FMABC - Faculdade de Medicina do ABC Paulista (SP) — Prova 2021
Carlos, 62 anos de idade, vai ao seu médico da UBS de referência queixando-se de crises de dor torácica, em aperto, associada a irradiação para o membro superior esquerdo, desencadeadas por esforço físico e que cessam após poucos minutos. Carlos é obeso, sedentário, hipertenso e diabético. Ex- tabagista há 2 anos, após participar do programa de cessação de tabagismo da unidade. Seus filhos já o tinham levado a um cardiologista, que orientou seguir a investigação dos sintomas, com exames complementares. Carlos, no entanto, tem um espírito despreocupado e preferiu perguntar ao seu médico de confiança na UBS. A indicação e a valorização de um exame para fins diagnósticos deverão ser regidas pela relação custo- benefício, levando-se em consideração o valor preditivo pré-teste (VPPT). No caso de Carlos, visto que a prevalência de isquemia miocárdica na sua faixa etária é alta, espera-se:
Alta prevalência de doença → Aumenta o Valor Preditivo Positivo (VPP) de um exame diagnóstico.
Em pacientes com alta probabilidade pré-teste de uma doença (devido a fatores de risco e sintomas típicos), um resultado positivo em um exame diagnóstico terá um alto valor preditivo positivo. Isso significa que a chance de o paciente realmente ter a doença, dado um teste positivo, é elevada.
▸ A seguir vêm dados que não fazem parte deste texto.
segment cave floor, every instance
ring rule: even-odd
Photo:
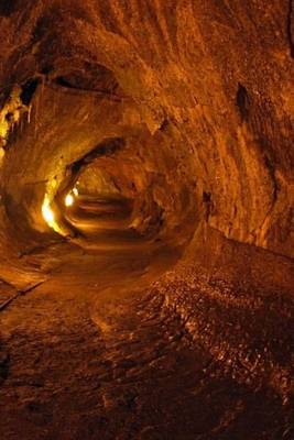
[[[46,253],[44,283],[0,314],[1,439],[290,439],[279,397],[224,376],[146,288],[176,258]]]

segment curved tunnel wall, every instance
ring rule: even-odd
[[[3,106],[14,85],[41,78],[1,166],[2,201],[17,230],[42,231],[48,182],[56,177],[57,188],[70,163],[121,136],[144,170],[142,198],[157,199],[172,228],[187,220],[188,206],[195,227],[202,218],[229,239],[292,255],[286,1],[2,9]]]

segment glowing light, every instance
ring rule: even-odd
[[[51,209],[50,200],[48,200],[47,196],[45,196],[44,202],[43,202],[43,205],[42,205],[42,215],[43,215],[43,218],[44,218],[44,220],[46,221],[46,223],[47,223],[51,228],[55,229],[54,212],[53,212],[53,210]]]
[[[64,199],[64,204],[67,207],[74,205],[74,201],[75,201],[75,199],[74,199],[74,196],[72,194],[68,194]]]

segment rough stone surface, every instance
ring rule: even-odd
[[[293,438],[292,3],[0,0],[4,440]]]

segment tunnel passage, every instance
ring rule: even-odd
[[[0,1],[8,439],[292,439],[292,15]]]

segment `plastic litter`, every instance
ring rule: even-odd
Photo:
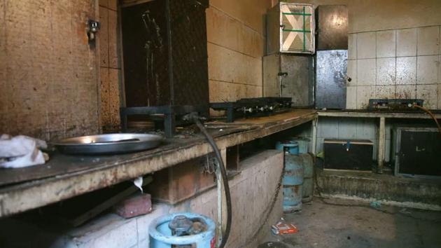
[[[377,201],[374,201],[374,202],[370,202],[369,203],[369,205],[370,206],[370,207],[374,208],[374,209],[379,209],[380,207],[382,207],[382,202],[377,202]]]
[[[271,231],[275,235],[282,235],[284,234],[290,234],[298,233],[298,228],[292,223],[287,223],[282,218],[275,225],[271,226]]]

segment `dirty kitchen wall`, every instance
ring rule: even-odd
[[[117,0],[99,0],[100,117],[104,131],[120,126],[122,83]]]
[[[265,14],[270,0],[210,0],[206,10],[210,102],[262,94]]]
[[[113,15],[116,0],[100,0],[99,3],[102,25],[106,25],[106,20],[108,22],[107,28],[102,27],[105,30],[100,34],[101,120],[105,129],[106,125],[119,125],[117,101],[122,97],[118,97],[115,90],[118,78],[120,94],[123,91],[121,78],[117,76],[120,64],[118,60],[113,60],[113,53],[118,49],[118,39],[111,33],[117,18]],[[206,11],[210,102],[262,96],[264,18],[271,5],[270,0],[210,0],[210,7]]]
[[[348,6],[347,109],[370,98],[421,98],[441,109],[438,0],[290,1]]]
[[[90,0],[0,1],[0,133],[46,140],[99,132]]]

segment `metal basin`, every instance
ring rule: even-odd
[[[68,154],[115,154],[151,149],[163,140],[158,135],[108,134],[64,139],[53,145]]]

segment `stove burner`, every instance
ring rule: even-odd
[[[227,111],[227,122],[232,123],[239,117],[267,116],[289,110],[291,97],[242,98],[236,102],[213,102],[210,107],[214,110]]]

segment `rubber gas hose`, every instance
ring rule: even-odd
[[[435,121],[435,123],[436,124],[436,127],[438,128],[438,131],[440,132],[440,135],[441,135],[441,125],[440,125],[440,123],[438,123],[438,120],[436,119],[436,117],[435,117],[433,113],[432,113],[432,112],[430,112],[430,110],[428,110],[428,109],[426,109],[426,108],[424,108],[423,106],[421,106],[419,105],[413,104],[412,106],[414,106],[414,108],[421,109],[422,111],[424,111],[426,113],[428,113],[428,115],[430,116],[430,117],[432,117],[432,118]]]
[[[223,188],[225,193],[225,202],[227,204],[227,226],[225,227],[225,231],[223,233],[222,242],[219,245],[219,248],[223,248],[227,243],[228,236],[230,235],[230,230],[231,229],[231,195],[230,194],[230,186],[228,186],[227,170],[225,170],[223,160],[222,160],[220,151],[219,151],[218,146],[216,144],[214,139],[213,139],[213,137],[211,137],[211,135],[210,135],[210,134],[206,131],[206,129],[205,129],[205,127],[204,127],[204,125],[200,120],[200,117],[197,116],[195,113],[192,113],[185,116],[184,118],[188,120],[192,120],[196,123],[197,128],[199,128],[201,132],[204,135],[204,136],[205,136],[205,138],[213,148],[213,151],[214,151],[218,161],[218,170],[220,172],[220,177],[222,178]],[[222,207],[222,206],[218,206],[218,207]]]

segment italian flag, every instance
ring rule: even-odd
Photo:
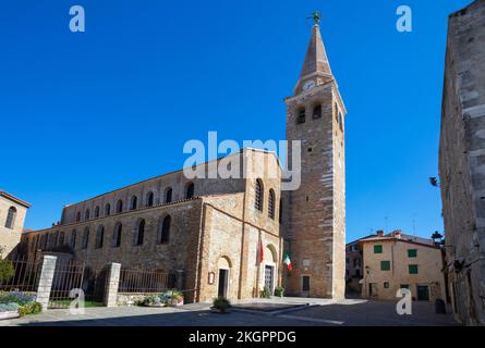
[[[283,263],[287,265],[288,271],[292,271],[293,270],[293,266],[291,265],[290,256],[288,254],[288,252],[284,254]]]

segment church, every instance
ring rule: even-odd
[[[284,99],[287,140],[301,141],[296,190],[281,189],[276,153],[244,149],[215,160],[244,162],[238,178],[189,179],[181,170],[65,206],[58,224],[24,234],[28,258],[64,252],[92,269],[118,262],[178,272],[196,301],[277,286],[287,296],[343,298],[345,107],[315,22]]]

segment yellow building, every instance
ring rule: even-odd
[[[446,299],[441,249],[431,239],[408,237],[400,232],[378,233],[360,241],[363,297],[397,299],[398,290],[408,288],[415,300]]]

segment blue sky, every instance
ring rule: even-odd
[[[470,1],[11,1],[0,11],[0,187],[61,208],[178,170],[187,139],[283,139],[312,23],[349,110],[348,240],[442,229],[437,176],[447,16]],[[86,33],[69,30],[82,4]],[[396,9],[413,10],[413,33]],[[414,223],[413,223],[414,221]],[[414,226],[414,227],[413,227]]]

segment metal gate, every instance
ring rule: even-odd
[[[75,300],[72,290],[81,289],[84,276],[83,261],[59,260],[56,262],[52,287],[50,290],[49,308],[69,308]]]

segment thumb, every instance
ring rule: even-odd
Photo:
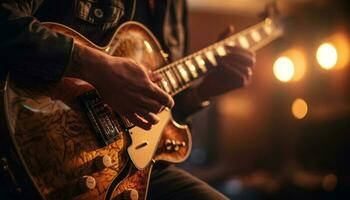
[[[228,26],[223,32],[221,32],[219,34],[218,40],[222,40],[227,38],[228,36],[233,35],[233,33],[235,32],[235,28],[234,26],[230,25]]]

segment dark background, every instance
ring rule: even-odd
[[[269,1],[188,2],[194,52],[228,24],[239,32],[261,21]],[[340,0],[277,5],[284,36],[257,52],[250,86],[216,98],[191,119],[193,152],[181,166],[232,199],[350,199],[350,66],[324,70],[315,57],[334,35],[349,38],[349,7]],[[305,58],[305,75],[282,83],[273,63],[295,48]],[[296,98],[307,102],[303,119],[291,113]]]

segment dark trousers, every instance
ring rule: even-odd
[[[1,179],[0,179],[1,180]],[[0,183],[0,186],[3,183]],[[11,200],[5,187],[0,187],[0,199]],[[227,200],[228,198],[210,187],[204,181],[192,176],[174,165],[155,167],[148,200]]]
[[[155,167],[148,200],[228,200],[204,181],[174,165]]]

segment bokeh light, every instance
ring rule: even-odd
[[[295,73],[293,61],[287,56],[279,57],[273,65],[273,73],[282,82],[292,80]]]
[[[323,43],[317,49],[317,62],[323,69],[330,70],[335,67],[338,61],[338,52],[332,43]]]
[[[292,114],[297,119],[303,119],[308,112],[308,105],[304,99],[297,98],[292,104]]]

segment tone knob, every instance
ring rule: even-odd
[[[123,192],[123,200],[138,200],[139,193],[135,189],[126,189]]]
[[[112,166],[112,159],[108,155],[98,156],[94,160],[94,165],[96,169],[102,170]]]
[[[79,180],[79,187],[83,192],[92,190],[96,187],[96,180],[92,176],[83,176]]]

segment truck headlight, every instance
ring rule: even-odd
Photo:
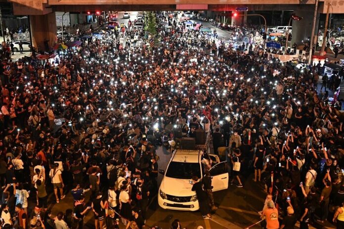
[[[197,201],[197,195],[193,195],[191,198],[190,198],[190,201]]]
[[[162,198],[163,199],[167,199],[167,196],[166,195],[166,193],[164,192],[161,190],[160,190],[160,196],[161,196],[161,198]]]

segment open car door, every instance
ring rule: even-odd
[[[209,156],[209,158],[213,161],[213,164],[218,164],[219,163],[220,163],[220,158],[218,157],[218,156],[217,156],[216,154],[212,154],[211,153],[208,153],[208,155]]]
[[[222,161],[215,164],[210,169],[209,172],[213,177],[213,191],[228,189],[229,176],[227,169],[227,161]]]

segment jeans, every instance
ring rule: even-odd
[[[321,216],[320,219],[322,221],[327,219],[327,216],[329,214],[329,200],[323,200],[320,203],[320,208],[321,209]]]

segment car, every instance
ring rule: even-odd
[[[288,31],[288,26],[277,26],[276,27],[272,28],[269,29],[271,33],[281,33],[284,34],[287,33]],[[293,27],[289,26],[289,33],[291,33]]]
[[[17,40],[16,41],[12,42],[12,43],[13,44],[13,51],[18,52],[19,49],[19,42],[20,40]],[[27,40],[21,40],[22,43],[23,43],[23,51],[30,51],[30,41]]]
[[[123,13],[123,18],[130,18],[130,15],[128,12]]]
[[[159,170],[159,173],[164,175],[158,194],[158,202],[161,207],[190,211],[199,209],[196,192],[191,190],[190,180],[193,176],[199,178],[204,176],[202,153],[199,150],[176,150],[166,171]],[[229,179],[227,161],[220,162],[217,155],[208,155],[216,163],[209,170],[213,177],[213,191],[227,189]]]
[[[109,22],[105,28],[106,29],[114,29],[116,26],[118,27],[118,23],[116,22]]]
[[[117,21],[117,14],[112,14],[110,15],[110,19],[111,21]]]
[[[142,22],[136,22],[134,25],[134,29],[141,29],[143,28],[143,24]]]
[[[191,13],[191,12],[187,11],[184,13],[184,16],[188,17],[189,18],[191,19],[192,18],[192,17],[193,17],[193,14],[192,14],[192,13]]]

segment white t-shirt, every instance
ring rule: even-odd
[[[112,208],[114,208],[117,206],[117,203],[116,202],[116,197],[117,194],[114,190],[108,191],[108,195],[109,198],[108,198],[108,202],[109,202],[109,206]]]
[[[41,177],[40,180],[43,182],[43,177]],[[36,184],[36,183],[37,181],[37,180],[38,180],[38,175],[37,174],[35,174],[35,175],[34,175],[34,177],[32,178],[32,181],[34,182],[34,184],[35,184],[35,189],[37,188],[37,186]]]
[[[306,174],[306,186],[310,187],[313,186],[314,185],[314,182],[315,182],[316,178],[316,172],[315,171],[315,170],[314,170],[314,169],[312,169],[307,172],[307,173]]]
[[[61,170],[58,169],[56,169],[54,171],[54,169],[50,169],[49,172],[49,176],[51,178],[51,183],[52,184],[58,184],[62,183],[62,181],[60,180],[60,177],[59,175],[61,174]]]
[[[1,218],[2,218],[4,222],[3,224],[8,224],[12,225],[11,221],[10,221],[11,219],[11,215],[9,214],[9,212],[8,212],[8,210],[5,211],[7,211],[7,213],[5,213],[5,211],[2,211],[2,212],[1,213]]]
[[[126,191],[122,191],[120,193],[119,198],[120,201],[122,203],[127,203],[129,200],[129,194]]]
[[[14,166],[14,169],[16,170],[24,169],[24,163],[21,159],[14,158],[12,160],[12,163]]]

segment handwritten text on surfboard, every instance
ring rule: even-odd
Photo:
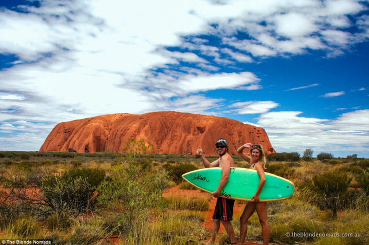
[[[195,174],[194,177],[192,179],[191,179],[191,180],[204,180],[206,181],[207,182],[208,182],[209,181],[210,181],[210,180],[208,180],[207,179],[206,177],[203,177],[202,175],[201,175],[200,174]]]
[[[227,194],[225,191],[223,190],[222,190],[222,192],[219,193],[219,195],[221,196],[224,196],[225,198],[227,198],[233,199],[231,195],[229,194]]]

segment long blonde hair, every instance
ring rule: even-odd
[[[256,146],[254,147],[254,146]],[[252,150],[254,149],[258,150],[260,152],[261,154],[260,154],[260,157],[259,159],[259,161],[261,161],[263,163],[264,169],[266,169],[266,168],[265,167],[265,165],[266,165],[266,157],[265,157],[265,153],[264,153],[264,150],[263,149],[263,146],[261,145],[259,145],[258,144],[253,145],[251,147],[251,150],[250,150],[250,155],[251,155],[251,152],[252,152]],[[252,159],[252,157],[251,158],[251,159]]]

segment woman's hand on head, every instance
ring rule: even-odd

A interpretação de exames diagnósticos é uma habilidade fundamental na prática médica, e a compreensão dos valores preditivos é crucial para a tomada de decisões clínicas. O Valor Preditivo Positivo (VPP) representa a probabilidade de um paciente realmente ter a doença quando o resultado do seu teste é positivo. Este valor não é fixo para um teste, mas varia de acordo com a prevalência da doença na população em que o teste é aplicado. No caso de Carlos, ele apresenta múltiplos fatores de risco para doença arterial coronariana (DAC), como idade avançada, obesidade, sedentarismo, hipertensão e diabetes, além de sintomas anginosos típicos. Essa combinação eleva significativamente a probabilidade pré-teste de DAC. Quando a probabilidade pré-teste de uma doença é alta, a prevalência da doença na população relevante também é considerada alta. Em cenários de alta prevalência, um teste positivo tem uma maior chance de ser um verdadeiro positivo, resultando em um VPP elevado. Compreender essa relação é vital para evitar diagnósticos errôneos e otimizar o uso de recursos. Em populações com baixa prevalência, mesmo testes com boa sensibilidade e especificidade podem ter um VPP baixo, levando a muitos falsos positivos. Por outro lado, em populações de alta prevalência, como a de Carlos, um teste positivo é mais confiável, justificando a investigação e o tratamento.
O Valor Preditivo Positivo (VPP) é a probabilidade de um indivíduo realmente ter a doença, dado que seu teste diagnóstico resultou positivo. Ele reflete a utilidade clínica de um teste em uma população específica.
Quanto maior a prevalência da doença na população testada (ou a probabilidade pré-teste do paciente), maior será o Valor Preditivo Positivo de um teste. Isso ocorre porque há mais casos verdadeiros positivos para cada falso positivo.
Sensibilidade e especificidade são características do teste (capacidade de detectar doentes e sadios, respectivamente). Valores preditivos (VPP e VPN) são a probabilidade de ter ou não a doença, dado um resultado de teste, e são influenciados pela prevalência da doença.